Fractional Ownership – What needs to be considered?
Especially in these days of global economical crisis, an investment concept like Fractional Ownership might benfit from buyers becoming more and more sensibel regarding the actual costs and the potential risks of their investment.
Whenever a buyer considers to invest in such fractional ownership structur, prior to signing of any legal document, understanding of the basic legal principles of this specific ownership structure is highly recommended.
Basically, fractional ownership is described as method of co-owning a single or several assets by more than one individual or entity - a group of investors. Usually a legal entity legally owns the asset, e.g. a residential holiday home, a leisure yacht or a private jet, wherby such legal entity is controlled through a number of investors who become shareholders and therefore indirect owners of the asset.
The costs and use of the asset is shared amongst the shareholders in relation to the percentage shareholding. The shareholders are the indirect owners of the asset, and therefore control all aspects of the property through a private company. Typically, the company grants its shareholders certain time periods to utilize the asset by means of a shareholders’ agreement.
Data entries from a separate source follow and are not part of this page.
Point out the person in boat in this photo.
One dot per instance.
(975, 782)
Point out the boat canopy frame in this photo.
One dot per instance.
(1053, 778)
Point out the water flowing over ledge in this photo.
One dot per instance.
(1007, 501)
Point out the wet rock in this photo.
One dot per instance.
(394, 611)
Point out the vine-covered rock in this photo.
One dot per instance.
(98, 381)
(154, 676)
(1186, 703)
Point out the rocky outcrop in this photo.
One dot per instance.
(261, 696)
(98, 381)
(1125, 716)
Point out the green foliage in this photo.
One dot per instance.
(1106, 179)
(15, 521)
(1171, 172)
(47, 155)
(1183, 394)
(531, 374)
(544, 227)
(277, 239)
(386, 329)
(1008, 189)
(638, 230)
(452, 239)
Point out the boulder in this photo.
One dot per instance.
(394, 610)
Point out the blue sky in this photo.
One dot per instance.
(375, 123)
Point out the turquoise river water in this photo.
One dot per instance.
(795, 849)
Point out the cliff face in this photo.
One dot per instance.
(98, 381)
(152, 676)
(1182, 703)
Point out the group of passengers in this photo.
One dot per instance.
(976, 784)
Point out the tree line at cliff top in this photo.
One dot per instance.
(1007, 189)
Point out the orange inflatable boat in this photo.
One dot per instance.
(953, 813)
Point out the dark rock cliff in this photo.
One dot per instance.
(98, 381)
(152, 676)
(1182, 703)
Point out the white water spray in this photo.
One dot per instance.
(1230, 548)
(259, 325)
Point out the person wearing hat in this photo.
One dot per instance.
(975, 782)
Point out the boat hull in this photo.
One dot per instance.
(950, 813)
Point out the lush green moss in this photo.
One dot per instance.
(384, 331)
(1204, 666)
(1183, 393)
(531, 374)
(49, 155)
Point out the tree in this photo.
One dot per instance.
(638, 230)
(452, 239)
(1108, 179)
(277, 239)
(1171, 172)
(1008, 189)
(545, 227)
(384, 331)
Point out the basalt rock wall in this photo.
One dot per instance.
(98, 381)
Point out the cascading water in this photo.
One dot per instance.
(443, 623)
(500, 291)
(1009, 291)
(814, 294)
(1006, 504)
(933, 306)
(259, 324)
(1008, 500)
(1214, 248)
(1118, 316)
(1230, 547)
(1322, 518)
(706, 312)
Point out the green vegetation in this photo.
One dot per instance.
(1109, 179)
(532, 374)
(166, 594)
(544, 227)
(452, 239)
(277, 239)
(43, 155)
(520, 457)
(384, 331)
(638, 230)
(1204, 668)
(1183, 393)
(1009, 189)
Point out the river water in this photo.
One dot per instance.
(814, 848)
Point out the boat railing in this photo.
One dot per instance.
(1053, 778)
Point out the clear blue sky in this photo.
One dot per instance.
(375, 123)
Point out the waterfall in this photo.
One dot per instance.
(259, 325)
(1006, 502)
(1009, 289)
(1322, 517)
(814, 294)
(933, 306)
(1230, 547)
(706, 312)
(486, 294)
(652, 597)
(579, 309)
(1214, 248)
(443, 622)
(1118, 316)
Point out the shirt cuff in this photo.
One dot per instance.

Widely misunderstood is the difference between Fractional ownership and Time Share. Generally spoken, the major difference is that time share buyers buy time in an asset, whereby fractional owners actually indirectly own (a part) of the property, yacht or jet through their stake in the asset owning company.
A fractional owner may sell or bequeath its interest and even benefit from the appreciation of the asset´s value, whereby time share typicall does not offer the described advantages due to legal or market reasons. Basically time share buyers receive only a timely limited right to use a specific property which extinguishes after a certain period of time unless the buyer decides to „buy new time“.
Naturally, these considerable differences will be reflected in an higher price of fractional ownership compared to time share.
In regard to the legal documentation to be executed when buying fractional ownership interest, a buyer typically is required to sign a share sale and purchase agreement as well as a shareholders agreement under which important points as terms of payment for the shares in the asset owning company will be outlined as well as provisions stipulating under which conditions each and every shareholder shall be entitled to use the asset, what proportion of the occuring management and maintenance fees need to be paid and processing of a resale of individual share interest by single shareholders. In this context the agreements should also be carefully examined in regard to consequences which may occur in the event single shareholders are in default including but not limited to their payment obligations regarding management and maintenance of the company´s asset.
Summarizing, fractional ownership might gain in popularity as an economical way to enjoy and realize your personal dream also in times of a worldwide economic slowdown.